I can see nothing from the window.  No smoke. No flames. I pick up the phone to call mom.  We always check on each other during emergencies, but she doesn’t answer.  It’s too early for golf.  Maybe she’s in the shower.

 

Out the window, I see a brigade of helicopters as they sweep in from Los Angeles.  Knowing they will expose what I cannot see, I turn on the television. I hear the words before the picture. Landslide. Homes. Injured. The first image on the screen is my mom and dad’s house surrounded by a mountain of displaced earth.  Wait.  My mom and dad’s house!  The mind processes the picture as the feet run for car keys and the door.

 

Streets are barricaded. Traffic is snarled, confused.  I park my car a short distance from the barricades and begin to run, down Bluebird, past the park and up the hill. Police and fireman raise their hands, but I keep running.

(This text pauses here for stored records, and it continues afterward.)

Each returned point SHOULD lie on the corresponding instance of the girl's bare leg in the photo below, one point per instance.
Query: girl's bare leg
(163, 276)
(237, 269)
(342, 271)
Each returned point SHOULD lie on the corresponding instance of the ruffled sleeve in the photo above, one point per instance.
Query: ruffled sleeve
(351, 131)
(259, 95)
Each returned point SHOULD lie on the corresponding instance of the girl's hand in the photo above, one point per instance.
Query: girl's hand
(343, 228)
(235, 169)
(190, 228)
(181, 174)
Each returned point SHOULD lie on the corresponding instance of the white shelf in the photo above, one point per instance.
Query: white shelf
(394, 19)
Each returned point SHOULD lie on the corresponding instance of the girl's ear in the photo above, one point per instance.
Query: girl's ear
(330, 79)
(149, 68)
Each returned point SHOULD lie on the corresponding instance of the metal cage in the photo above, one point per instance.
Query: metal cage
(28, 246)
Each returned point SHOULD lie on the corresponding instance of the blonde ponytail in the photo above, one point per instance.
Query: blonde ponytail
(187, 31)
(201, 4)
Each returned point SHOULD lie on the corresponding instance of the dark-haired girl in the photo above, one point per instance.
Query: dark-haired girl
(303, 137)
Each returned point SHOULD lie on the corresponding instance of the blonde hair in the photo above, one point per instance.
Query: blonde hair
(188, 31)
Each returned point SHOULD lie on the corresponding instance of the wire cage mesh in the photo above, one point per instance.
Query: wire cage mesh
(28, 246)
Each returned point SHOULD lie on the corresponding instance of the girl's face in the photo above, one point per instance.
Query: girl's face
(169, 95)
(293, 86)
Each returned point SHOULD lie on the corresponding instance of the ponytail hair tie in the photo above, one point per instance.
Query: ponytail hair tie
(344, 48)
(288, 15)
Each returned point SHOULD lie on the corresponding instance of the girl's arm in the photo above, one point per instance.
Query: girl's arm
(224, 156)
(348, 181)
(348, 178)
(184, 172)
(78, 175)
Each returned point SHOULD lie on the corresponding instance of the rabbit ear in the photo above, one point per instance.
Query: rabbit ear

I keep running until I see them, hand in hand, dusted with dirt, slowly making their way to safety.  We clutch one another, sobbing.

 

A normal morning, my dad had gone to get the paper at the top of their easement from Madison.  They had just sat down to a breakfast of cereal and bananas when mom began to hear strange noises.  At first, she thought it might be a deer, oddly scratching on the front porch.  Then she thought that somehow some animal had been trapped inside the broom closet.  Dad got up and slowly opened the front door.  He looked at her, told her to get up - that they had to get out of the house. 

 

They stepped across the threshold and watched the house slip several feet from the porch.  They stepped off the porch onto the concrete steps that led toward the driveway, and watched the porch slip away from the steps. They screamed at their neighbor to get out - that the houses were moving.  Around them, garages cascaded down from the hillside, windows exploded in showers of glass.  The driveway in front of them buckled, folded and vanished in fissures that appeared in the earth.

 

They stood alone on what remained of their concrete stairway, a tiny dark grey island surrounded by devastation.  Above them, the sheer face of a newly formed cliff, the top of which had formerly been their driveway.  Beside and below them, more broken earth, strewn concrete culverts, and their house, broken into two pieces.  The crackling of electrical wires mingled with the groan and tear of structures ripping apart. 

 

For 45 minutes the stood, waiting to be found.  Officer Bob Van Order and Battalion Chief Jeff LaTendresse finally heard their cries of ‘help’ and ‘over here’.  Together, the two men carried or assisted my parents over and through the rubble and mountainous piles of heaved earth to the relative safety Oriole Drive. 

 

Behind them, my parents’ home of 1044 Flamingo Road rested uncomfortable about 100 feet lower than when dad went to get the morning paper, and 80 feet to the south.  Surprisingly, they had ridden the entire slide while spooning cereal and contemplating the day’s chores.  Smack dab in the middle of the two sheer walls, the earth beneath their house slid gently on a slippery bed of moist clay.  The olive tree outside the kitchen window traveled with them, a constant in their view.  The crystal in the cabinets never budged.

 

My parents are physically unscathed, and emotionally holding together, which is all that really matters.  The process of recreating a life is not easy for anyone, and certainly unplanned by them at 78 and 86.  Disaster wears a different face when you are the one in its grasp. 

 

Mom spoke of filling the bird feeders and watering the rose on the porch, the one that carries the ashes of her father and his wife.  When you live in one house for 39 years, there is a sense of roots, a knowing of place and neighbors.  The olive tree, the avocado, the tomatoes and the flowers in earth you have worked with your hands for those long years.  A particular morning view with one’s coffee that satisfies the senses.

 

While (gratefully) the helicopters have grown infrequent. the swell of support for all those affected has been momentous.  Laguna’s community and infrastructure – the police, fire, building department and staff have provided tremendous support, compassion and understanding.  Words are inadequate to express the gratitude I feel toward all who have offered help and assistance.  Simply know, my heart thanks you a thousand times each day.